Il tire une chaise et se laisse tomber dessus. Je reste debout et j’enchaîne :
— Tu n’as aucune chance, Ric. Je ne sais pas quelle fortune tu veux dérober mais tu n’y parviendras pas. J’ai même pensé te proposer mon aide. Pour toi, j’aurais été prête à ramper dans les gaines d’aération ou à faire le guet, mais c’est inutile.
— Comment sais-tu tout cela ? Comment connais-tu cet endroit ? Tu travailles pour eux ?
— Non, Ric. J’y suis allée cet après-midi, pour toi. J’ai tout visité. J’ai tout vu.
— Bon sang, comment as-tu fait ?
— Peu importe. Ce qui compte, c’est que j’ai pu mesurer concrètement l’infaisabilité de ton opération. Ric, laisse-moi tomber si tu veux mais, je t’en supplie, renonce à cette folie-là.
En proie à des sentiments aussi violents que contradictoires, il s’agite sur sa chaise. Il me regarde :
— Pourquoi as-tu fait ça ?
— Parce que je t’aime, Ric. Parce que je préfère tout risquer avec toi plutôt que de faire semblant d’être heureuse sans toi. Si tu disparais, tu pars avec ma vie. Elle n’aura plus d’intérêt pour moi. Je ne sais pas pourquoi tu veux dérober ces bijoux, et je t’avoue que cette question me torture depuis des mois. Mais je sais qui tu es. Je le perçois quand tu parles, quand tu cours, même quand tu dors.
Je ne vais pas réussir à me retenir de pleurer.
— Je ne sais pas grand-chose, Ric, mais je sais au moins que, si je te perds, ma vie ne sera plus jamais la même. J’aurai manqué la chance que tu représentes. Je peux aimer le monde entier, à condition que je puisse t’aimer toi d’un amour qui ne ressemble à aucun autre. Je suis prête à tout quitter, à tout perdre pour vivre à tes côtés.
Il baisse la tête, mais je n’en ai pas terminé :
— Au point où j’en suis, Ric, autant tout t’avouer. C’est parce que je voulais savoir qui tu étais que je me suis coincé la main dans ta boîte aux lettres. Chaque fois que tu dis quelque chose, je le grave dans ma mémoire. Je me souviens de tous tes regards, de chacune des fois où tu m’as embrassée. Ça n’est pas arrivé si souvent… Si tu savais le nombre de fois où j’ai espéré que tu me prennes dans tes bras…
Il se prend la tête dans les mains et soupire.
— Pourquoi ne m’en as-tu pas parlé avant ?
— Parce que j’avais peur ! Peur de te perdre, peur que tu ne me rejettes ! Tiens, au fait, je t’ai rapporté un petit souvenir de ma visite au musée.
Je fouille dans le sac plastique que je serre depuis tout à l’heure comme une bouée de sauvetage.
— Tu m’as bien offert un pull d’homme, alors tu ne m’en voudras pas de t’offrir un sac à main.
Je lui tends le vieux sac usé. Il est médusé.

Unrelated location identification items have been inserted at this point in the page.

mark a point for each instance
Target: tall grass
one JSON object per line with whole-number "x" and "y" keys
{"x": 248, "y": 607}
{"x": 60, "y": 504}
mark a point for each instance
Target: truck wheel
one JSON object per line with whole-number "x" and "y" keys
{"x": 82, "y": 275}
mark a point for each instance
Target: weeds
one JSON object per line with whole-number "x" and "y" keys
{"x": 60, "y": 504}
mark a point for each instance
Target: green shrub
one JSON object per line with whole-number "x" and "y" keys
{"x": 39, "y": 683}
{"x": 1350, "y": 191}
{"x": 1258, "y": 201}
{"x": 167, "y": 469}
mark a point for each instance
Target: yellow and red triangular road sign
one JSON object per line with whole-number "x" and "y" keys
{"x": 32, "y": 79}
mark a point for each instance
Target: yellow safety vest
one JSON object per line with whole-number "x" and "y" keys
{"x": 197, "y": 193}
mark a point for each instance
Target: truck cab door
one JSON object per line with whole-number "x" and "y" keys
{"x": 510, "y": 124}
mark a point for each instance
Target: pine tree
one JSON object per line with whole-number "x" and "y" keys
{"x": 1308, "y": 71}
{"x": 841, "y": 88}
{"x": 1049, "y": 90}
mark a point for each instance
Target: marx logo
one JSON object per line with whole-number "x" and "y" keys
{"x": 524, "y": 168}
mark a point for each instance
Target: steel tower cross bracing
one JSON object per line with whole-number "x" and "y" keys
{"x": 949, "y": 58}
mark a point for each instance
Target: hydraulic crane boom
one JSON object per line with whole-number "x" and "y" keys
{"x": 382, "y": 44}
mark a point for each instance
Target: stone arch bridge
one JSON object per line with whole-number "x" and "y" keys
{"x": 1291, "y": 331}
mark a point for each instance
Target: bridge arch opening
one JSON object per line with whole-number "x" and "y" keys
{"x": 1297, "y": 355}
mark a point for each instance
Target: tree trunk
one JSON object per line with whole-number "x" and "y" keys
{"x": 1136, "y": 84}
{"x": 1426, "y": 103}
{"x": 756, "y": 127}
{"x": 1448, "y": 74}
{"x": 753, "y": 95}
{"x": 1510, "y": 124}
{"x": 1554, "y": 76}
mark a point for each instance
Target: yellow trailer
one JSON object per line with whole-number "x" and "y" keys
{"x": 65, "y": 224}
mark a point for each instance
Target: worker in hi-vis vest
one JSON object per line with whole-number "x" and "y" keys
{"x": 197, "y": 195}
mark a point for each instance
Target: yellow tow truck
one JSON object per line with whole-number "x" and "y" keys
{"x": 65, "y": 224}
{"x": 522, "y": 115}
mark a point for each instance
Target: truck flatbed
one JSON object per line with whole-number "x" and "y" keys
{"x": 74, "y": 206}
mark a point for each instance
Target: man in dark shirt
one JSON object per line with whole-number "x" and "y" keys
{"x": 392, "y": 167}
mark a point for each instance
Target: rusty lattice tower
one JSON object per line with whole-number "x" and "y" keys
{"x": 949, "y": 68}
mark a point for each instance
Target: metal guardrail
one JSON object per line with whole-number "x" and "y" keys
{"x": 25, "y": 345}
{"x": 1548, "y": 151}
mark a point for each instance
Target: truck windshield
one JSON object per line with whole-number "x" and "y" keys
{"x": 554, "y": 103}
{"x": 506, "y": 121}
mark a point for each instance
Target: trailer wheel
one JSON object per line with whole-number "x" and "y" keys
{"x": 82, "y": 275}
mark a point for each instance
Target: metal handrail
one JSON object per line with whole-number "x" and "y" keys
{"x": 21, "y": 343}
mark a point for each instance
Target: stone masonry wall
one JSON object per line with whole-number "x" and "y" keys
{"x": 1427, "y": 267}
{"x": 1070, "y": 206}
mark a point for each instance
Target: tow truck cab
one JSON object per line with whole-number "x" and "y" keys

— Voilà ce qu’il y avait dans la vitrine 17. Pas de quoi prendre sa retraite aux Bahamas.
Il reste figé comme une statue, le regard fixe.
— Tu n’en veux pas ?
Je pose le sac sur la table, devant lui. Je suis en larmes.
— Et maintenant, je vais te laisser. Je ne t’oublierai jamais.
Il tend la main pour saisir le sac. Il tremble.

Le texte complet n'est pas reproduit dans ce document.